A news article by the Catholic New Agency describes two books written by Ole Miss' Ronald J. Rychlak which refute claims of Nazi collaboration.
“The combination of sloppy work and over-the-top charges provides a textbook example of how a verifiably false account can be reported as fact in the mainstream media,” Rychlak said in the April 2012 issue of the Catholic League’s newsletter The Catalyst.
From the article:
Rychlak also questioned the reliability of Madigan’s sources.

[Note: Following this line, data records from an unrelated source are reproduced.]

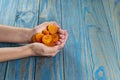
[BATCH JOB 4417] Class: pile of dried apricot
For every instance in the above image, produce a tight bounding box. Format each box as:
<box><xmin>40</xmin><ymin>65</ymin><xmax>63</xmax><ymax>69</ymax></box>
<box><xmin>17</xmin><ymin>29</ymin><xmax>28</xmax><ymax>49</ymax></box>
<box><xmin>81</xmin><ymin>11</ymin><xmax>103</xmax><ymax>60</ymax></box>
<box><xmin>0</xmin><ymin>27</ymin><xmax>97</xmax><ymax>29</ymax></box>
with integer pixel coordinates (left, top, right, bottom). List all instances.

Madigan’s Commentary essay drew on Gerald Steinacher’s book “Nazis on the Run: How Hitler’s Henchmen Fled Justice” and David Cymet’s book “History vs. Apologetics: The Holocaust, the Third Reich, and the Catholic Church.”

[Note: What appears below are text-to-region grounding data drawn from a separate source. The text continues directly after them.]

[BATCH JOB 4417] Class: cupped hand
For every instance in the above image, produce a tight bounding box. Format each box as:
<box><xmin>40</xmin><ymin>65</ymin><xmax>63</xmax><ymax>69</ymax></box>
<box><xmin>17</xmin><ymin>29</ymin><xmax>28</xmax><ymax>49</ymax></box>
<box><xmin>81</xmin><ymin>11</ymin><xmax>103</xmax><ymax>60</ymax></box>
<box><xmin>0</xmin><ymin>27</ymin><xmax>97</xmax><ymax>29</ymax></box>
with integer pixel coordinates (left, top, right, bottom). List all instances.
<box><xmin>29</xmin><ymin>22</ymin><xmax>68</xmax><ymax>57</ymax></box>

According to Rychlak, Madigan “confounded” Steinacher’s points and wrongly said that he wrote that Pope Pius XII favored an “extensive amnesty” for war criminals.
“That is not what Steinacher wrote, and nothing could be further from the truth,” Rychlak said.

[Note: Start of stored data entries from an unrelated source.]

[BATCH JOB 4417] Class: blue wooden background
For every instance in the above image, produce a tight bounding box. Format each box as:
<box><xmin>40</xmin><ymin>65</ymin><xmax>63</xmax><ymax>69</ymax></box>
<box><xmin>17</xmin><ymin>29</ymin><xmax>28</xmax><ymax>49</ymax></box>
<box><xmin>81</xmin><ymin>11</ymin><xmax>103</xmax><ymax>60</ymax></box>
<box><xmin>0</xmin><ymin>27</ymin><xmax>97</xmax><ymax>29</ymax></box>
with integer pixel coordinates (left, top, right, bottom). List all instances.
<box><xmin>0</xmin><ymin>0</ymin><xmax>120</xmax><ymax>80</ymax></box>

He cited Pius XII’s repeated public stands in favor of punishing war criminals and his provision of evidence for use against Nazi defendants. The Pope assigned a Jesuit to assist prosecutors of accused war criminals.
Steinacher in fact attributed the advocacy amnesty to a German bishop working in Rome, but this interpretation is a misreading, Rychlak said.
He focused on Steinacher’s examination of two letters between Bishop Alois Hudal, rector of the German-speaking seminary college in Rome, and then-Msgr. Giovanni Battista Montini, the future Pope Paul VI.
Bishop Hudal’s May 5, 1949 letter to Msgr. Montini sought amnesty for German soldiers. Steinacher’s book, which incorrectly dates the letter, erroneously reported that the bishop sought pardon for war criminals, Rychlak said.
“Actually, Hudal expressed sympathy for political prisoners who had already spent four years in prison, but he never mentioned nationalities, war criminals, or soldiers,” Rychlak wrote.